Figure 1 presents a workflow of this study. This study included three independent datasets. The findings from the main dataset were replicated using two validation datasets. Sections from ‘Participants in the main dataset’ to ‘Image acquisition’ describe the main dataset’s technical details, and Section ‘Independent validation datasets’ presents the validation datasets. Sections ‘Image preprocessing’ to ‘Dynamic typicality of brain responses and emotional relevance’ depict image processing and statistical analyses.

Schematic representation of the primary analyses. (A) We calculated inter-subject correlation coefficients (ISCs) for the voxel time series of each two adolescents. We developed a mixed linear model to estimate the relationship between each ISC and the corresponding sum of the ages of the two adolescents. We validated the effect of age on ISC in independent validation datasets 1 and 2 and selected the reference group used for the normative model based on the age trend of ISC within the validated ROI. (B) We used the normative model to derive the response typicality of ROIs for each participant (<16.5 years) and tested the explanatory power, predictive power and goodness-of-fit for the response typicality of these ROIs for emotion regulation strategies and ToM. (C) Using sliding time-window analysis, we obtained dynamic typicality. Then, we assessed the association between the video stimuli’s emotional ratings (valence, arousal) and the dynamic typicality.
Fig. 1.

Schematic representation of the primary analyses. (A) We calculated inter-subject correlation coefficients (ISCs) for the voxel time series of each two adolescents. We developed a mixed linear model to estimate the relationship between each ISC and the corresponding sum of the ages of the two adolescents. We validated the effect of age on ISC in independent validation datasets 1 and 2 and selected the reference group used for the normative model based on the age trend of ISC within the validated ROI. (B) We used the normative model to derive the response typicality of ROIs for each participant (<16.5 years) and tested the explanatory power, predictive power and goodness-of-fit for the response typicality of these ROIs for emotion regulation strategies and ToM. (C) Using sliding time-window analysis, we obtained dynamic typicality. Then, we assessed the association between the video stimuli’s emotional ratings (valence, arousal) and the dynamic typicality.
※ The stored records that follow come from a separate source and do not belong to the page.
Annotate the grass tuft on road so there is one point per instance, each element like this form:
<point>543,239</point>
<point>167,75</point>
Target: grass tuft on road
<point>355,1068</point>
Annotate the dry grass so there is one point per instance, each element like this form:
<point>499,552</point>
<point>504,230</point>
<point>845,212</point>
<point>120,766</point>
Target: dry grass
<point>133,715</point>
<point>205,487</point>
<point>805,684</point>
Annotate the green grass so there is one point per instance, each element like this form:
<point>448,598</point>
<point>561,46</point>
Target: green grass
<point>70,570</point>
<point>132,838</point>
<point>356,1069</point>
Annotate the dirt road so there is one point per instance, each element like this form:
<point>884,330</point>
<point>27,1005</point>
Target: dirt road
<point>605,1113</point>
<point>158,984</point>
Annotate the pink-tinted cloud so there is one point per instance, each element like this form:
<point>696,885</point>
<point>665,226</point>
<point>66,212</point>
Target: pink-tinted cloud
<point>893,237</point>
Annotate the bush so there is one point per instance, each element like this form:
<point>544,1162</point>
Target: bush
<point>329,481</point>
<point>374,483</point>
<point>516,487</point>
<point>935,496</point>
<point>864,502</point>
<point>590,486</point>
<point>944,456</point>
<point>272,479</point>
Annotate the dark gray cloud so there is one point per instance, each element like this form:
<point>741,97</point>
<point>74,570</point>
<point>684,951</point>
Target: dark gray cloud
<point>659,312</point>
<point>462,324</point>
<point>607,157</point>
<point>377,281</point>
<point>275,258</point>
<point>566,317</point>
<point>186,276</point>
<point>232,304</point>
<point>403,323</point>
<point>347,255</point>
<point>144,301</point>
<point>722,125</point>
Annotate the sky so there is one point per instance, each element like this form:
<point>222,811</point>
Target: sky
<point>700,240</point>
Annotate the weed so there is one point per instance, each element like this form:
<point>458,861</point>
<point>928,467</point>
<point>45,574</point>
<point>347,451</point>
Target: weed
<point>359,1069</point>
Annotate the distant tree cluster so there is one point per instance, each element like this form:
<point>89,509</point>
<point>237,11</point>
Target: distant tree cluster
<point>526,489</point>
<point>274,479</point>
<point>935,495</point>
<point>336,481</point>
Open in new tabDownload slide

Participants in the main dataset

The main dataset contained 110 healthy adolescents (aged 8.0–17.9 years) who completed brain scans. The participants and at least one of their primary caregivers were assessed separately with the child and parent versions of the Mini-International Neuropsychiatric Interview for Children and Adolescents (MINI Kid) to exclude participants’ past or present mental disorders. For those participants who were judged to have no mental disorder or have a suspected diagnosis in the MINI-Kid interview, a senior psychiatrist further interviewed the participants and their primary caregivers to exclude any of the DSM-5 diagnoses of mental disorders. The participants with organic brain disorders (such as brain tumors, traumatic brain injuries and neurodegenerative diseases), physical disabilities, severe visual or hearing impairments, a history of severe head trauma, substance and/or alcohol addiction or severe suicidal tendency were excluded. The Institutional Review Board (IRB) of the Shanghai Mental Health Center approved the study (2018–46), and all participants provided written informed consent.

Emotion regulation strategies and cognitive measures

Ninety adolescents (50 females, mean age = 13.85 years) completed the Emotion Regulation Questionnaire (ERQ; Gross and John, 2003), which consists of two subscales: cognitive reappraisal (CR, Cronbach’s α = 0.79) and expressive suppression (ES, Cronbach’s α = 0.73). Higher scores on each subscale represent more frequent use of the corresponding strategy.

We measured attention and working memory functions by the N-back task and the attention network task (ANT) (Fan et al., 2002; Jaeggi et al., 2010). Fifty-six adolescents (30 females, mean age = 14.57 years) participated in both tasks. We used the reaction time (RT) of one-back and two-back conditions in the N-back task and the RT of altering, orienting and executive control components in ANT as measures of cognitive performance. Due to the high accuracy with tiny individual differences [mean accuracy (std): one-back = 0.95 (0.032), two-back = 0.905 (0.093), ANT = 0.977 (0.035)], the accuracy of N-back and ANT were not treated as performance measures. The RT of N-back and ANT were used to reflect individual variations in cognitive processes (working memory and attention capacity) (Koppen et al., 2011; Forns et al., 2014).

Video stimuli

We made a 7ʹ50”-long visual-perceptive socio-emotional video by concatenating materials from four public-interest advertisements and a segment of the cartoon ‘inside-out’. The material selection criteria were: evoking positive or negative emotions, understandable without sound and subtitles and representing engaging contexts. The video presents social interactions with parents and peers that activate perspective-taking and ToM functions. Adverse events such as war and the harshness of life in the video can induce strong negative emotions, which also involve emotional regulation. Further, the video depicts social challenges that adolescents frequently encounter, such as adjusting to a new environment and integrating into peer groups. Overall, these themes elicited intense emotional and social experiences and reflections in children and adolescents, stimulating rich socio-emotional functioning. More information regarding the video contents is presented in Supplementary Table S1. The audio track and subtitles of the video were removed, considering the influence of language on participants’ understandings and potential interference in speech processing (Hasson et al., 2008; Honey et al., 2012).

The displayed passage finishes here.